I’ve always thought that one of our responsibilities as Bodyworkers is to convey to our clients how incredibly amazing our bodies are. Most people, including many therapists (unfortunately), don’t truly understand how the bodies we occupy actually works– I can’t blame them, really…I drive a car every day and don’t understand exactly how that works either.
I’m not saying you need to have a PhD. in physiology, but knowledge is an invaluable asset (and a powerful marketing tool). Supplying a quick, authoritative answer will reinforce a client’s perception that you have an incredible command of how complex the human body is.
For example, haven’t you ever had clients ask you where that knot you’re working on so diligently came from? Most of them aren’t aware that the seemingly simple act of wiggling one’s fingers requires an enormous number of simultaneous biochemical and biomechanical actions that happen faster than the most powerful computer. Trying to explain the full scope of the process might be a bit much, but most find a condensed version really interesting. I use something like this…
Muscles are like rope – microscopic contractile cells, called sarcomeres, are connected, end-to-end to form long strands of myofibrils. Groups of myofibrils are bundled together to form fibers, groups of fibers are bundled together to form fascicles, and groups of fascicles are bundled together to form the muscle itself.

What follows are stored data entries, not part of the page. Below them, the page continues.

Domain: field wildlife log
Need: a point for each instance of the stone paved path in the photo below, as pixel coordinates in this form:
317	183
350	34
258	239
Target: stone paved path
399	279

The sarcomeres are where the entire action of a muscles contraction originates. Each sarcomere is separated by a membrane called a Z band and contains two filament-like proteins called myosin and actin. When you want your finger to wiggle, the proteins are drawn towards the center of the sarcomere, causing the Z bands to move closer together and the muscle to contract.

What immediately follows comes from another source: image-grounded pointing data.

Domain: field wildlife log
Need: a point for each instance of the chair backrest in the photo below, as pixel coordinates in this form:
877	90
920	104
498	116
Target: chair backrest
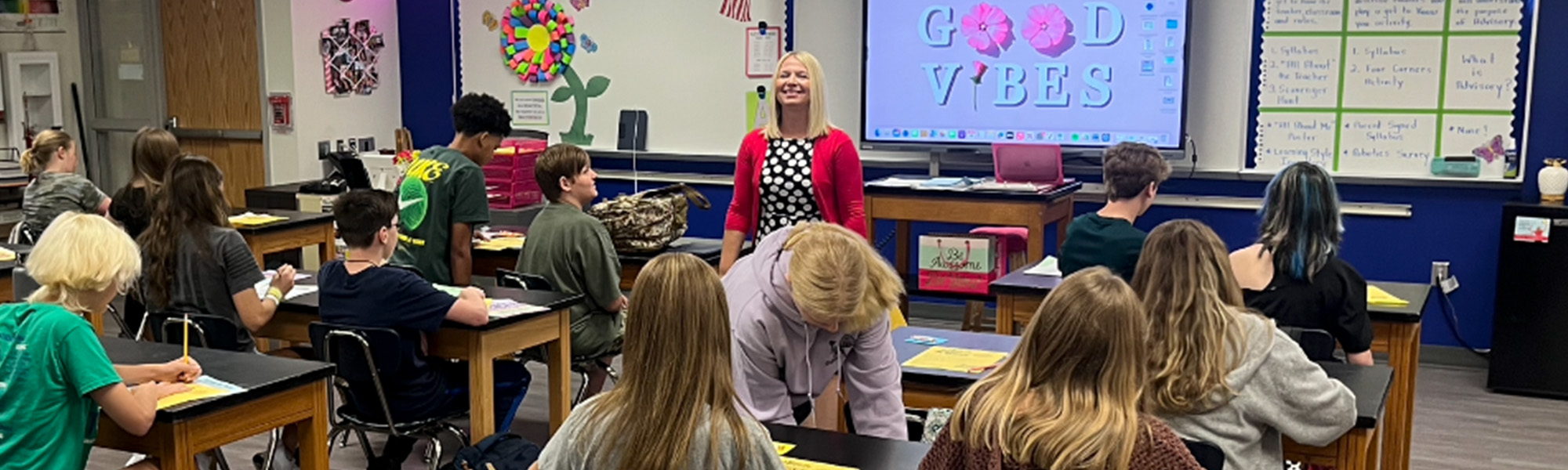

Unfortunately the actin and myosin filaments in the sarcomeres can get stuck, preventing them from returning to their resting lengths. If this happens in clusters of cells, the end result is a knot; the more cells in a cluster, the bigger the knot…once the actin and myosin filaments get unstuck, the knot goes away.
Educating your clients, and delivering work that backs up what you say, is precisely how you will build your stable of repeat clientele, and repeat clients means a better business.

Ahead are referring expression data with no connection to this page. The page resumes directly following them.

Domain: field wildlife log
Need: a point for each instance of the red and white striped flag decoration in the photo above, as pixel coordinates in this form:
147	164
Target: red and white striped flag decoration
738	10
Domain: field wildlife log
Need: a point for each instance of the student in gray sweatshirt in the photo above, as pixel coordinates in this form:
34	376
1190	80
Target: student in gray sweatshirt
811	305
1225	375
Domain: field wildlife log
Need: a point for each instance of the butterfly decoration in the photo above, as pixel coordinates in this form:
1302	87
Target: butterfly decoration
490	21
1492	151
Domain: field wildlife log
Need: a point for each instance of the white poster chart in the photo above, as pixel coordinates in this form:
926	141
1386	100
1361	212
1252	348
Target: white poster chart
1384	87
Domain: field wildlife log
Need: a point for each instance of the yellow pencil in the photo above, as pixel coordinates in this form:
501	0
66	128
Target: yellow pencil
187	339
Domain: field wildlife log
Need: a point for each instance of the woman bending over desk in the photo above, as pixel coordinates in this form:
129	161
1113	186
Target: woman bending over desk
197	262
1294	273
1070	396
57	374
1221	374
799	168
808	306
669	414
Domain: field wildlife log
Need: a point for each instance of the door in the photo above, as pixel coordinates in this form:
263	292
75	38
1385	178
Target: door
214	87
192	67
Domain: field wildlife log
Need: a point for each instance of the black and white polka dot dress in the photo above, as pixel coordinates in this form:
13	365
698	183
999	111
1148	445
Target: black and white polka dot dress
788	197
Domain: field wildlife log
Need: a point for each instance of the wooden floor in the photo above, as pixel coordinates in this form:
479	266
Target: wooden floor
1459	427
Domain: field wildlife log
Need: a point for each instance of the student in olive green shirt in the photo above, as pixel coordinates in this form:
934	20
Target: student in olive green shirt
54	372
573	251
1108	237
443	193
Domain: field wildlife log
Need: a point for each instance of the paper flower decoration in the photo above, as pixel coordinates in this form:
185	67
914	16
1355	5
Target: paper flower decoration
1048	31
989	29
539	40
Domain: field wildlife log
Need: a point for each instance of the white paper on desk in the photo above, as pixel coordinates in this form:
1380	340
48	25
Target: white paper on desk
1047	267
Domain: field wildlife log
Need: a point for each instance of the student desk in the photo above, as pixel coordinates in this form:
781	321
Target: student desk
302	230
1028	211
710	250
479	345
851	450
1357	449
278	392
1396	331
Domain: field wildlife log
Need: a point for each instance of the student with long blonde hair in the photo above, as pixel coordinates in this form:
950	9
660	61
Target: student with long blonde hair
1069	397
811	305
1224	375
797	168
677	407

P.S. Just because I find this so fascinating, here’s some more information that may (or may not) be something you want to throw into your explanation…
The contraction of the sarcomeres occurs through a complicated chemical process that involves the release and uptake of several biochemicals including acetylcholine (ACh) and calcium. The command your brain sends down the nerves telling your muscle to contract produces excessive amounts of ACh, which increases the intracellular calcium levels and triggers the muscle contractions.
The movement of the actin and myosin proteins is “fueled,” in part, from the conversion of chemical energy to mechanical energy. Myosin utilizes the conversion of ATP, adenosine triphosphate, to ADP, adenosine diphosphate, to create energy that allows it, in the presence of high levels of calcium ions, to repeatedly attach, move, detach, and then reattach to the actin fibers, repeatedly, thereby enabling the myosin and actin to draw together as described above.
When multiplied by the thousands and thousands of sarcomeres in a muscle this “movement” of the myosin, which causes the actin fibers to shorten, allows your leg or arm or fingers to contract. When the level of calcium ions is reduced due to the cessation of the message sent from your brain to contract, the actin fibers are able to relax again (unless, of course, they become entangled in the gel-like substance called titin). This constant back and forth is what enables you to move.